Glasgow pupils have been awarded a £500 prize for their research into the Great War.
The 2nd year pupils at The High School of Glasgow produced videos to uncover the tragic stories of former pupils.
They told of former prime minister Andrew Law Bonar who lost sons James and Charlie in the conflict.
Brother and sister Elizabeth and George Warnock also died and are buried in the same cemetery in France.
George, a former pupil of the High School, volunteered for the armed forces following the outbreak of war in August 1914.
Pupils used the HSOG Book of Service and Remembrance (1921), war diaries from the National Archives, and online resources to inform their video entries.
The project earned them a prize in the 2021-2022 Western Front Association (WFA) Malcolm Doolin Memorial Award for local research into the Great War.
Other winners were St Wilfrid’s Church of England Primary School, Grappenhall, Cheshire and St Andrew’s Church of England Primary School, Radcliffe, Greater Manchester.
Ken Nisbet from the WFA came in to the school to present the award to pupils at a special assembly.
Eve Wilson, WFA Trustee and chair of the judging panel, said: “We were delighted to see the entries from schools this year.
“We had a range of projects exploring different aspects of how the Great War affected local people from different parts of the UK.
Their decision to use video as the medium to tell the story of some of our brave Former Pupils was clever and helped to portray this emotive topic in an engaging way.
“Entries included a video, art work and models, a special book and PowerPoint presentations.
“The quality of entries this year was so good that we decided to award three awards of £500 rather than two as had been envisaged.”
Chris Mackay, Head of History at The School of Glasgow Senior School, said: “We are incredibly proud of the hard work put in by S2 to produce winning entries.
“Their decision to use video as the medium to tell the story of some of our brave Former Pupils was clever and helped to portray this emotive topic in an engaging way.

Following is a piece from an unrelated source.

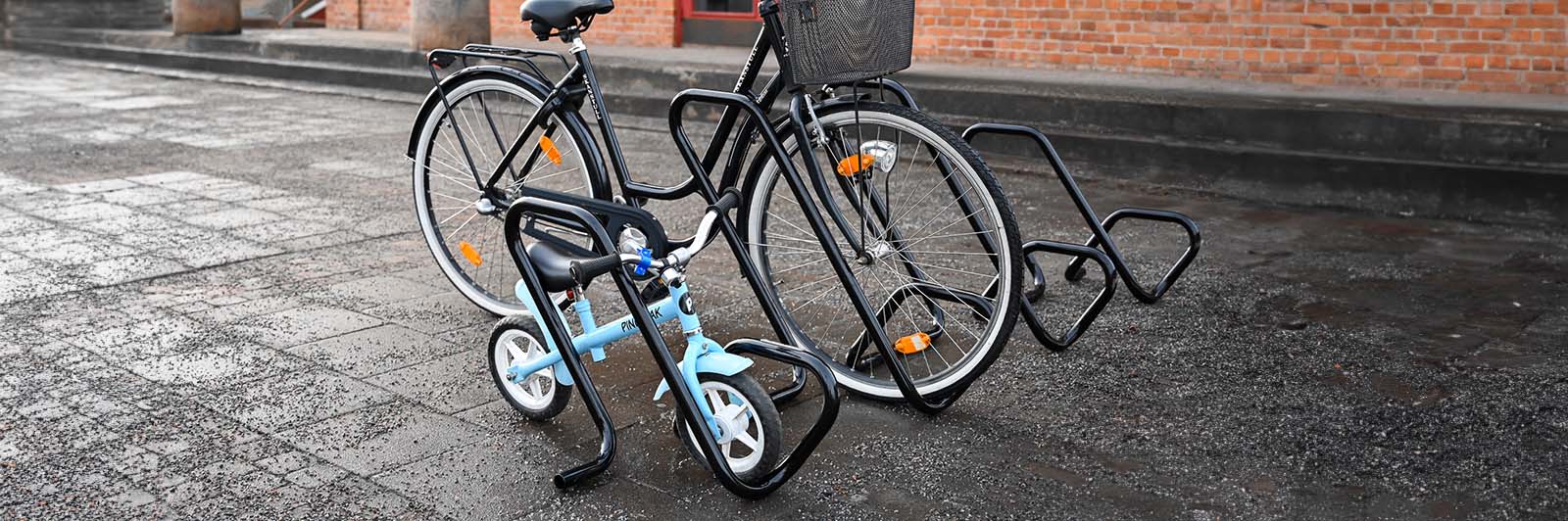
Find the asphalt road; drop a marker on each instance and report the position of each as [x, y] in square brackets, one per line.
[216, 304]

“Video is fast becoming one of the favoured ways of communicating so not only did the children uncover more about the history of former pupils, they did so in a way that is grounded in the here and now.”
Malcolm Doolin was a Western Front Association (WFA) member and educational consultant who had a passionate interest in the Great War.

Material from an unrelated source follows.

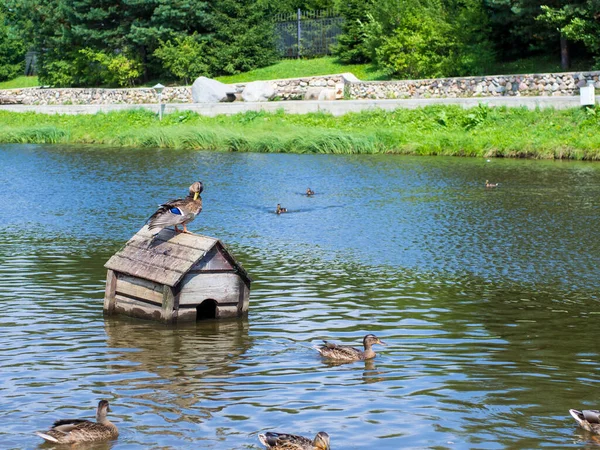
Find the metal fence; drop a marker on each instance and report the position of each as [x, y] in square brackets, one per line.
[307, 33]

The Award in his name aims to encourage research by school children into the First World War in their local area.
The prize money will be used to recognise the role of Mary McArthur, a former pupil of The High School for Girls.

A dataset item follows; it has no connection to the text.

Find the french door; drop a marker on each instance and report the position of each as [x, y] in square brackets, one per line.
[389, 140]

Between 1914-18 she was heavily involved with the National Federation of Women Workers who campaigned for equal pay and better conditions, representing thousands of women who worked in the munitions industry.
The school will be getting a framed picture of Mary and will accompany it with a plaque to mark her story and her contribution to the cause.
The plan is to get this in situ for International Women’s Day in March.